This mezcal’s gracefully elongated ceramic bottle tells you this is a spirit for special occasions and special friends. Bozal Tepeztate is an easy-sipping, single varietal mezcal—a subspecies of the Marmorata family of agaves that grow wild on the sides of the steep, rocky cliffs of Oaxaca and Guerrero. The mezcal it yields is sweet and spicy, with a soft earthiness and a gentle pinch of spice in the finish.
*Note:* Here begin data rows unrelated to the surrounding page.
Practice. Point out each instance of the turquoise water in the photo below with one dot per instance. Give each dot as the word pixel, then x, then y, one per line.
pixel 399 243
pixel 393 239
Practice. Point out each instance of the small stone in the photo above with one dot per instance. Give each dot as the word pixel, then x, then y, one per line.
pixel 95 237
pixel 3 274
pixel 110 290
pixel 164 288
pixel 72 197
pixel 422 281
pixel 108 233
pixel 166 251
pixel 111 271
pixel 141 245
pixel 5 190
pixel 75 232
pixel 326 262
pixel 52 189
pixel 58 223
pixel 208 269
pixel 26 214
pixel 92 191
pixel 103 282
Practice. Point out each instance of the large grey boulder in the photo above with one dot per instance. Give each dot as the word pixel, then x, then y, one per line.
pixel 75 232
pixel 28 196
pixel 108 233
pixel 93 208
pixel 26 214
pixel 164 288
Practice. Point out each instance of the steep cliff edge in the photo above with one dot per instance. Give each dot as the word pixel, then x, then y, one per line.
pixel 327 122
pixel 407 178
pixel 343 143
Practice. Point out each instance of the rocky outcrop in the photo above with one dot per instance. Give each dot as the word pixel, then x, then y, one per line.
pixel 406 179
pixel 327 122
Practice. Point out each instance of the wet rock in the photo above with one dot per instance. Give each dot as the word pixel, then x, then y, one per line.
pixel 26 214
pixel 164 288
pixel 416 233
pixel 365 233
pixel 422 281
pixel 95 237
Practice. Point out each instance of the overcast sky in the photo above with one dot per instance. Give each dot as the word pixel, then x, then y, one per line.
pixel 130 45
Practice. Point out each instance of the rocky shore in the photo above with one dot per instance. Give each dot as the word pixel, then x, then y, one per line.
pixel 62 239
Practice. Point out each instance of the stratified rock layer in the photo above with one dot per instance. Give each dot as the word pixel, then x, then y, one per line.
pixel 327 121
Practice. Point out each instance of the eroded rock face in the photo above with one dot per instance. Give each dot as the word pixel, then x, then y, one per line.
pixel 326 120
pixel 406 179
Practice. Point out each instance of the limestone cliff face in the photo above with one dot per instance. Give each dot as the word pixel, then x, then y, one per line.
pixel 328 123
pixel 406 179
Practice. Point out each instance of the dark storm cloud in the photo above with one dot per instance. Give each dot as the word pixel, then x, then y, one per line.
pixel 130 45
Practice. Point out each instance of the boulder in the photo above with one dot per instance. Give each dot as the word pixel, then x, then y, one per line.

Fittingly, the Montelobos brand is named after the mountain wolves of Oaxaca, where this mezcal is produced from the Tobalá Cenizo agave, a species that is often referred to as “the king of mezcals” due to its complexity and widespread use in mezcal production. Created by Ivan Saldaña, who has a PhD in Botany with a specialty in agaves, and Aaron Alva Sanchez, whose family has been sustainably cultivating Maguey Tobalá agaves for well over 15 years, this is a mezcal that should be sipped neat to fully appreciate its citrusy aroma and sweet, smoky, vegetal flavors.
Del Maguey Vida de Muertos
The latest in Del Maguey’s Single Village family of mezcals (comparable to single estate wines), this is very distinctively styled: herbaceous and peppery. As such, it is perfect for creating some equally distinctive cocktails, as well as for drinking straight, best accompanied by a slice of orange to accent its citrusy undertones. Created by the Cruz Nolasco family in the village of San Luis del Río in Oaxaca, Mexico, as its name suggests, it was specifically produced to celebrate Día de los Muertos.
Sombra Reposé Reposado
Don’t get this mezcal’s name confused with Sombra, the super-hacking heroine sleuth of the popular Overwatch video game. Just the opposite: It is among the gentlest of mezcals, with barely a whiff of smoke in its vegetal countenance. Rested for up to six months in Bordeaux wine barrels sourced from the historic Château Léoville Poyferré in St Julien, France, the French oak brings a refreshing fruitiness to the top of the palate.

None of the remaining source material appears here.